Post-Market Surveillance and the Future of A.I.
Much has been written about the potential of Artificial Intelligence (A.I.) ever since John McCarthy proposed the term in 1955. The idea, initially carried forward through science fiction, gained commercial interest towards the end of the last century. Today, there are literally hundreds of applications for A.I. in medical devices alone.
But there is a fundamental problem with A.I. nicely summed up in Gartner’s thought-provoking Hype Cycle for Artificial Intelligence, 2021[i]. While there is clearly a lot of promise for A.I., it seems that, thus far, A.I. often delivers only that … promises.
There is a disconnect between the obvious potential for A.I., the marketing claims for A.I. systems, and what is actually delivered. That brings us to the US FDA and post-market surveillance.
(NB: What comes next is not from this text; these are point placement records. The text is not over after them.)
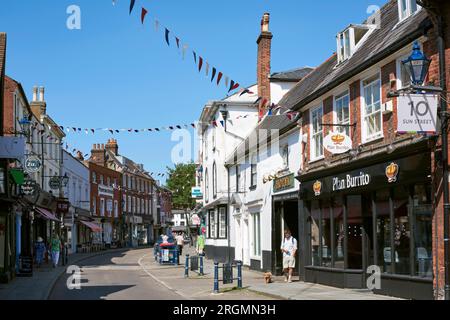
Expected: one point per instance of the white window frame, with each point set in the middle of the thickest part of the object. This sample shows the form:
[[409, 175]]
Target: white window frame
[[256, 245], [336, 120], [408, 10], [364, 134], [312, 149]]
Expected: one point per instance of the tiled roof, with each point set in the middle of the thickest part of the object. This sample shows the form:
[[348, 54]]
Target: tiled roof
[[291, 75], [389, 38]]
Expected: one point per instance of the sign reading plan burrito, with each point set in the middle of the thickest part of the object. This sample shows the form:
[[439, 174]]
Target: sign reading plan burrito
[[417, 113]]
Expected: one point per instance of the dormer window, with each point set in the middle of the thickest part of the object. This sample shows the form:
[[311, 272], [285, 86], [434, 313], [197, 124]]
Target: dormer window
[[407, 8], [351, 39]]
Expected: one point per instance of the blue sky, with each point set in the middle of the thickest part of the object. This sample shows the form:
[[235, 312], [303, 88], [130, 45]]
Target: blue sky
[[116, 73]]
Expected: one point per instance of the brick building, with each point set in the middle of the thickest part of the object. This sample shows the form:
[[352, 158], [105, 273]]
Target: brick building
[[106, 197], [381, 203]]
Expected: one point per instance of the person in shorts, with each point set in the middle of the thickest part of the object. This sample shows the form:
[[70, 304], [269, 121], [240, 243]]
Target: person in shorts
[[289, 249]]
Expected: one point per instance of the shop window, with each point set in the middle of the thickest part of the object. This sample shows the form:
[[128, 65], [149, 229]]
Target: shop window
[[383, 230], [354, 232], [325, 228], [315, 233], [402, 231], [222, 223], [256, 219], [339, 232], [372, 115], [422, 212]]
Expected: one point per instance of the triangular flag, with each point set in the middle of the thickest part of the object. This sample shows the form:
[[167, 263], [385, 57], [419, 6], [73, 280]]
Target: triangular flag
[[233, 86], [200, 64], [143, 14], [132, 2], [219, 77], [213, 74], [167, 37]]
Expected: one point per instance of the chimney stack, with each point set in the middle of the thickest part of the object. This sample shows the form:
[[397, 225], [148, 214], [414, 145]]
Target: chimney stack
[[113, 146], [38, 106], [263, 64]]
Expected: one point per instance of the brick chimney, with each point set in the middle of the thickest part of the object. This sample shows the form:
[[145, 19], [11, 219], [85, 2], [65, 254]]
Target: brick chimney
[[113, 146], [38, 105], [98, 154], [264, 55]]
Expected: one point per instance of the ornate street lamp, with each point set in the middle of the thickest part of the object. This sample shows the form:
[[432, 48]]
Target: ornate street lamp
[[417, 65]]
In January 2021, FDA published a draft action plan[ii] on AI/ML-based software as a medical device. The plan discusses monitoring of devices from market development through post-market performance. FDA’s stated goal was to allow it reasonable assurance of the safety and effectiveness of such devices.
In fact, the basic idea is sound. By monitoring each device’s performance after clinical installation, one could examine whether the device is in fact performing 1) as expected, 2) across the indicated patient populations, and 3) in conformance with device claims made by the manufacturer. But the devil is in the details.
To monitor performance, one must be able to both transfer evidence of individual device performance to the manufacturer (or to a central repository) and determine whether the device performance is good, bad, or neutral. The former is possible; the latter can be a real challenge.
Telemetry of performance measures only becomes possible if manufacturers design medical devices that are network-connected. Further, by incorporating modern secure communications tools, manufacturers can ensure that appropriate data, measurements and metrics are gathered for post-market analysis – without compromising protected health information (PHI). That is the simpler piece of the puzzle.
Let’s use a particular example to illustrate how difficult it can be to determine whether a device is performing well. Consider detection of a low-incidence disease such as breast cancer, where 1,000 women screened results in 5 cancers being detected, on average. Devices performing this task have been commercially available in the US for nearly 25 years. Is it possible, on a case-by-case basis, to determine if one of these algorithms performed as expected? The answer is no. Suppose that 10% of women are recalled for additional imaging, and 20% of those go for a biopsy. The only definitive way to know if a woman has breast cancer is to sample the suspicious tissue and send the sample to pathology.
In our example, that means that 2% of studies will have a definitive answer. What about the other 98% of cases? Did the algorithm do the right thing on those? Did the practitioner interpret the results correctly (which may not be a reflection on the algorithm)? Was the cancer missed by both algorithm and practitioner?
For a manufacturer to learn the truth about an individual study, that manufacturer must have access to the downstream medical outcome of all the procedures that followed the initial screening mammogram, including diagnostic mammography, possibly ultrasound and/or breast MRI, biopsy, and pathology. The results of all those tests may be stored in different electronic health record (EHR) systems, and they may in fact have been performed by unaffiliated providers with no automated health record exchange. In other words, the records required for complete post-market assessment may simply not be accessible.
Manufacturers sometimes monitor a surrogate endpoint to determine the algorithm performance, such as the number of lesions marked over the last 100 cases, called the “marker rate”. If the marker rate deviates from a factory-established metric such as 100 marks per 100 cases, the manufacturer could determine that something is awry. But as to the question whether the algorithm is “doing the right thing”, the answer may remain elusive.
Thus, manufacturers utilizing AI often rely on anecdotal feedback from clinicians to determine whether their AI is working or not. That method has proven to work in the past, although the feedback loop can be long and slow. Is it good enough? Probably not, so manufacturers must strive to do better with each new algorithm and each new algorithm release.
Will any of that satisfy the FDA’s zeal for post-market surveillance? Probably not. But I would caution FDA to limit their expectations for post-market surveillance to that which is reasonably achievable in a clinical production environment, while encouraging providers of EHR systems and AI manufacturers to work together to solve this problem.